Featuring Lori Wightman, RN, FACHE, President of Mercy Hospital Ada in Oklahoma

For more than 15 years, Lori Wightman, RN, FACHE, has led community and critical-access hospitals in rural America. As CEO, her current and former responsibilities include(d) being an ex officio trustee. She also served for three years on the Board of Governors of the American College of Healthcare Executives.

Given Wightman’s background, Practical Governance Group set out to discover her opinion on which issues are more prevalent within hospitals in rural communities.

We sincerely appreciate Wightman’s insight and advice, as well as her time in helping make healthcare better, for governance’s sake.

PGG: Research reveals that governance in rural hospitals is difficult. How would you describe the state of governance of healthcare organizations in this sector?

Wightman: From my experience, organizations in rural communities are 1) in survival mode, 2) talking about merging, being acquired, joining a network, etc. (to survive), 3) navigating through a recently joined system, or 4) at a well-deserved place where the board can take a breath and focus on advancing governance.

PGG: What are some of the main issues plaguing boards?

Wightman: The big buckets are limited healthcare knowledge, politics, lack of a diverse skill set among trustees, and management vs. governance.

It can be a challenge for healthcare organizations, especially those in smaller markets, to find board members who don’t have a conflict of interest, have governance experience, understand healthcare, and get along with others. Sometimes, organizations cannot even control their board composition – members are appointed by the county commission or city council.

If a board meets too often, it’s a likely indicator that trustees are crossing into management territory. A board can meet every other month. However, an ideal frequency for me has been to hold quarterly meetings and focus on governance topics such as strategy, sustainability and growth, community impact, policy-making and fundraising.

It’s important to note that individual board members have no authority. However, the board can make collective decisions as a group. For example, if a board member receives an inquiry from a patient or employee, the trustee should ask, “Have you talked with the CEO or a member of management about this?”

PGG: What are your thoughts about the ideal board size?

Wightman: I’ve served on highly functioning boards ranging from five to 12 members.
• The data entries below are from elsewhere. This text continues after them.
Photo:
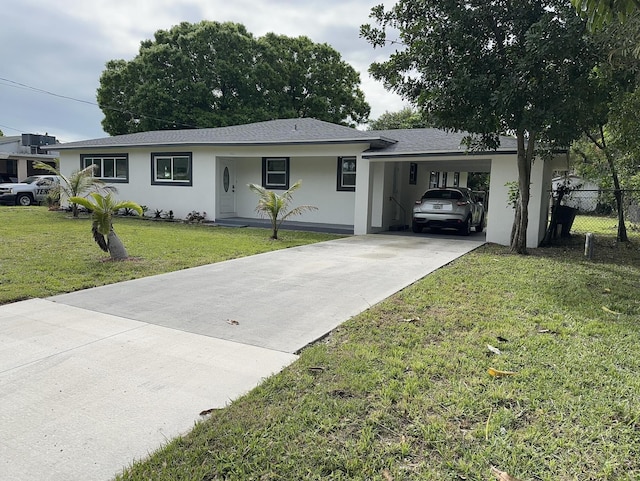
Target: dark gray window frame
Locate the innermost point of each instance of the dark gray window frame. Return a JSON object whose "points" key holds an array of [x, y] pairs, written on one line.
{"points": [[340, 186], [265, 173], [101, 156], [413, 173], [185, 183]]}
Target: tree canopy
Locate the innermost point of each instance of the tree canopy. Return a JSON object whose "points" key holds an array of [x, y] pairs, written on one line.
{"points": [[213, 74], [490, 67], [601, 12], [407, 118]]}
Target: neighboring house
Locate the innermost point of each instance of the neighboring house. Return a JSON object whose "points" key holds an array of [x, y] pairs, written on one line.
{"points": [[19, 152], [363, 181], [583, 194]]}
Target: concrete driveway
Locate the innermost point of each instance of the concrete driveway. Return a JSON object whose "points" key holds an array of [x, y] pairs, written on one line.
{"points": [[93, 380]]}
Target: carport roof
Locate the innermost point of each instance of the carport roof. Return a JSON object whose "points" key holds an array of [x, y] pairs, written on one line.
{"points": [[425, 142]]}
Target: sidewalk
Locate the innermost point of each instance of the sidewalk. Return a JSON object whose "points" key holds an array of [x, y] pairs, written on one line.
{"points": [[94, 379]]}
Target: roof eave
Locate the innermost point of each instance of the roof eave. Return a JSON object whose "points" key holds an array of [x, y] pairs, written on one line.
{"points": [[437, 153], [260, 143]]}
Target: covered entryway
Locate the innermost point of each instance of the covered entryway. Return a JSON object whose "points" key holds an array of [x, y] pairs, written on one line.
{"points": [[226, 188]]}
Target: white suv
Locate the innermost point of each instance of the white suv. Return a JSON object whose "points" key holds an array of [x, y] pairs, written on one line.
{"points": [[452, 207], [32, 190]]}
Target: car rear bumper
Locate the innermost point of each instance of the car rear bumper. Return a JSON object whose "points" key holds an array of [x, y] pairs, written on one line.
{"points": [[8, 199], [443, 221]]}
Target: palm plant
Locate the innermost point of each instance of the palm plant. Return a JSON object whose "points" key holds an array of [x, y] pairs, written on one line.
{"points": [[77, 184], [103, 208], [276, 207]]}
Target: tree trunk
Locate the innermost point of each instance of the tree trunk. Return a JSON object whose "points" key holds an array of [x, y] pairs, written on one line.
{"points": [[617, 193], [117, 250], [521, 219]]}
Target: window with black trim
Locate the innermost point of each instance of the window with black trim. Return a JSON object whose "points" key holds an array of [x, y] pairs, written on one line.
{"points": [[275, 173], [434, 180], [413, 173], [346, 174], [107, 167], [173, 168]]}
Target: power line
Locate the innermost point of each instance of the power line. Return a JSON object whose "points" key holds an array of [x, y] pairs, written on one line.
{"points": [[36, 89], [13, 83]]}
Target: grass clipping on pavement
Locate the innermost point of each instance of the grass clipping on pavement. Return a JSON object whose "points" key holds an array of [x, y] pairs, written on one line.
{"points": [[404, 390]]}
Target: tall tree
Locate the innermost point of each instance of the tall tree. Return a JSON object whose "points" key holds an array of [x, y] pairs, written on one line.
{"points": [[300, 78], [601, 12], [214, 74], [407, 118], [490, 67]]}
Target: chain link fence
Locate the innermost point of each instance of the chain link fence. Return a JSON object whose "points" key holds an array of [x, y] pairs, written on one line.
{"points": [[595, 211]]}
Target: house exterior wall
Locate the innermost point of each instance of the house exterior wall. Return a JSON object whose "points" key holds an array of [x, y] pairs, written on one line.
{"points": [[315, 166]]}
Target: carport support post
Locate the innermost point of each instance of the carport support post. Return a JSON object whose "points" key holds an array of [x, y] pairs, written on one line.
{"points": [[588, 246], [362, 208]]}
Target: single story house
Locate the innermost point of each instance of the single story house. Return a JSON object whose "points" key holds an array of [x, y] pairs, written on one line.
{"points": [[18, 153], [365, 181]]}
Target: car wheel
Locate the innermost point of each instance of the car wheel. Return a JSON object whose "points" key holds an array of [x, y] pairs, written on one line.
{"points": [[466, 227], [24, 200]]}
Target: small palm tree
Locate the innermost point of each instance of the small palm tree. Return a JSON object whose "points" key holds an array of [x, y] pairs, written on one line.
{"points": [[103, 208], [77, 184], [276, 207]]}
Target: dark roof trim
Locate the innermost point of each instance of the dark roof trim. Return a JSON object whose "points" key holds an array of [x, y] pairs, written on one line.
{"points": [[377, 142], [438, 154]]}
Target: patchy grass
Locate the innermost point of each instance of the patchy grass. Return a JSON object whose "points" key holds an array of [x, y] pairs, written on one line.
{"points": [[45, 253], [601, 225], [402, 391]]}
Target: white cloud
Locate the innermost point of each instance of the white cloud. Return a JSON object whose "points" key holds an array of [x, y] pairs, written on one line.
{"points": [[62, 47]]}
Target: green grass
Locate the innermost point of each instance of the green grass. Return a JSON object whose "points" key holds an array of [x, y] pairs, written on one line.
{"points": [[384, 398], [401, 391], [45, 253], [600, 225]]}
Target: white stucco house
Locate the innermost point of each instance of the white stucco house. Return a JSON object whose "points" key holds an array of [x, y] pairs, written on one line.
{"points": [[584, 194], [364, 181]]}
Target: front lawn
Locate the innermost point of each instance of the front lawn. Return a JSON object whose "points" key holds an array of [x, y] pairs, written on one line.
{"points": [[45, 253], [403, 392]]}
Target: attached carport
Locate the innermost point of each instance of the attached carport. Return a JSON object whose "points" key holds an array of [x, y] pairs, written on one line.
{"points": [[389, 182]]}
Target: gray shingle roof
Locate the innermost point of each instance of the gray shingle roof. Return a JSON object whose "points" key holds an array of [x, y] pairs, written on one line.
{"points": [[282, 131], [293, 131]]}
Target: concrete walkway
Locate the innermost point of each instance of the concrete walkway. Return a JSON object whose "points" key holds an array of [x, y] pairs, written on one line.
{"points": [[93, 380]]}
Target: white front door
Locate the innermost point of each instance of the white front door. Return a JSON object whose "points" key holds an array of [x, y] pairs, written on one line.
{"points": [[227, 187]]}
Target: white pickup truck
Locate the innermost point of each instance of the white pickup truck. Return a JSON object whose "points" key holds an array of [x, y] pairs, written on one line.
{"points": [[32, 190]]}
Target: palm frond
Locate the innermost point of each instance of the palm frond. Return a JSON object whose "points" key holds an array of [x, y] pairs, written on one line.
{"points": [[99, 237]]}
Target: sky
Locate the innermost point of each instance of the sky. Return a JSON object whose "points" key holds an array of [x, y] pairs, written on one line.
{"points": [[54, 51]]}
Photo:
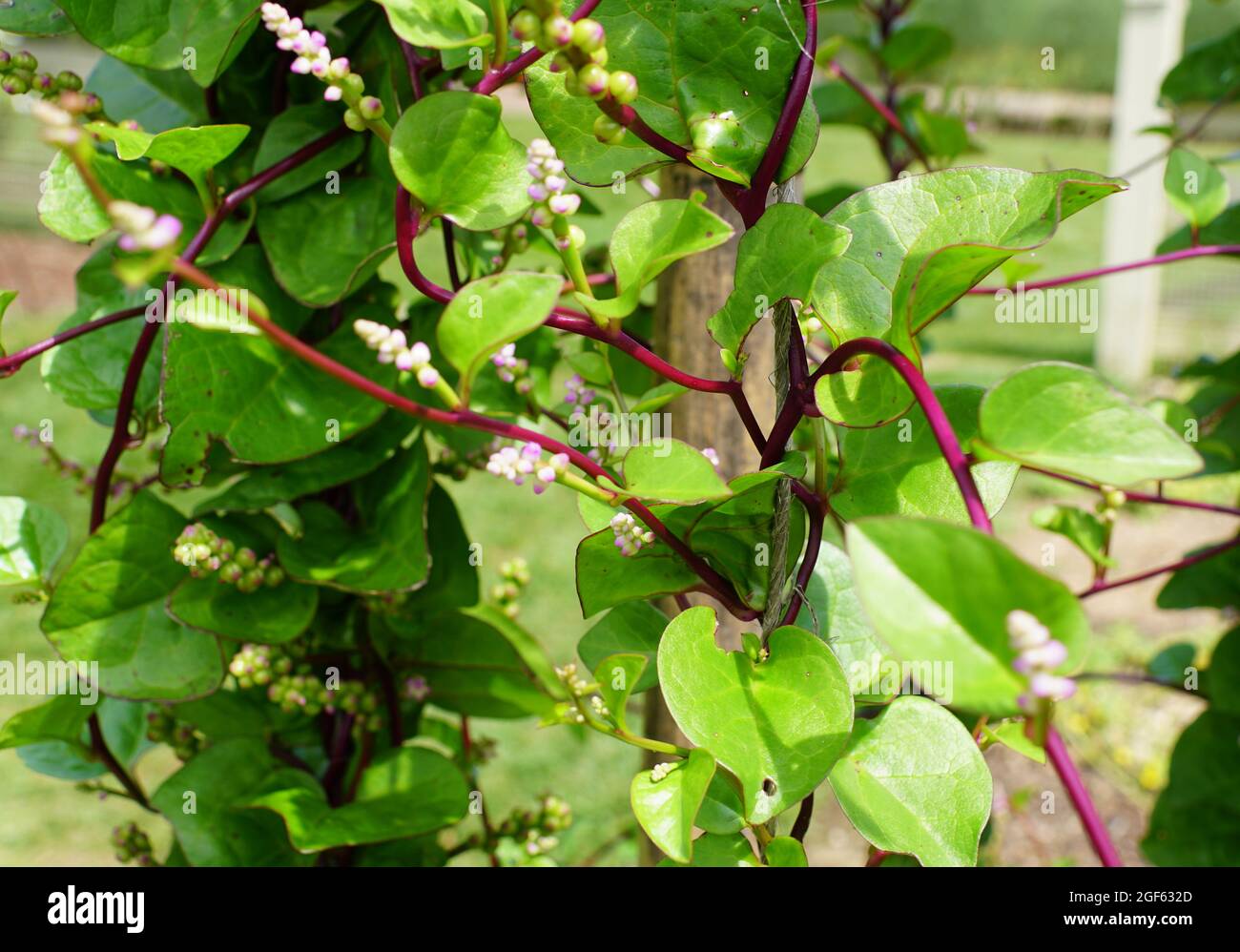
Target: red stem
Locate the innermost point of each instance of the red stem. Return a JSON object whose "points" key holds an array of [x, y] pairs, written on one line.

Having the right skills represented is essential. It’s easier to organize efforts by committee with more board members. Common committees include finance, quality, nominating and community. In this fashion, serving on the board isn’t a burden.

PGG: What are some takeaways you’ve learned and experienced as a CEO and board member that would help your peers?

Wightman:

  • Embrace your board members.
    View your board members as gifts and ask for their help. They really want the organization to thrive and are our biggest cheerleaders. Empower and engage your board by providing members with facts and giving them decisions to make. If trustees are entrenched in the community, take their advice on avoiding landmines.

    Create a five-year strategic plan and update it annually. Since quality and patient experience metrics are established nationally, create goals and objectives that account for your community’s needs. Chart a strategic direction for growth.

  • Be intentional in board selection.
    Create a board profile sheet and fill holes in diversity, skills and experience. The more deliberate you can be in your board’s composition, the better. For example, you may strive to create a board that:

    • Has members who have experience in finance, law or working with the poor
    • Has members who are rooted and invested in the community
    • Is diverse (e.g., age, gender and race)
  • Absorb knowledge.
    Take advantage of governance education and continually weave it into board activities. For example,

    • Encourage board members to attend state hospital association conferences that include governance topics. Also look into qualified governance certifications.
    • Invite subject-matter experts to board retreats.
    • Reserve time on each agenda to discuss a governance article or video.
  • Think big picture.
    One of your board’s greatest assets is knowing the community. This also can be a big weakness. Provide the team with national trends (e.g., value-based purchasing and admissions). Anticipate and prepare for change, for that we are certain will happen.

Lori Wightman is President of Mercy Hospital Ada in Oklahoma. She joined the organization in 2014, one year after the 156-bed community hospital was leased by Mercy. One of the largest U.S. health systems, Mercy has full operational authority. Before Mercy Hospital Ada, Wightman served as President of 275-bed Allina Health’s Unity Hospital in Fridley, Minn. She also served as President of New Ulm Medical Center in Minnesota, a critical access Allina Health facility. She began her healthcare career as a registered nurse.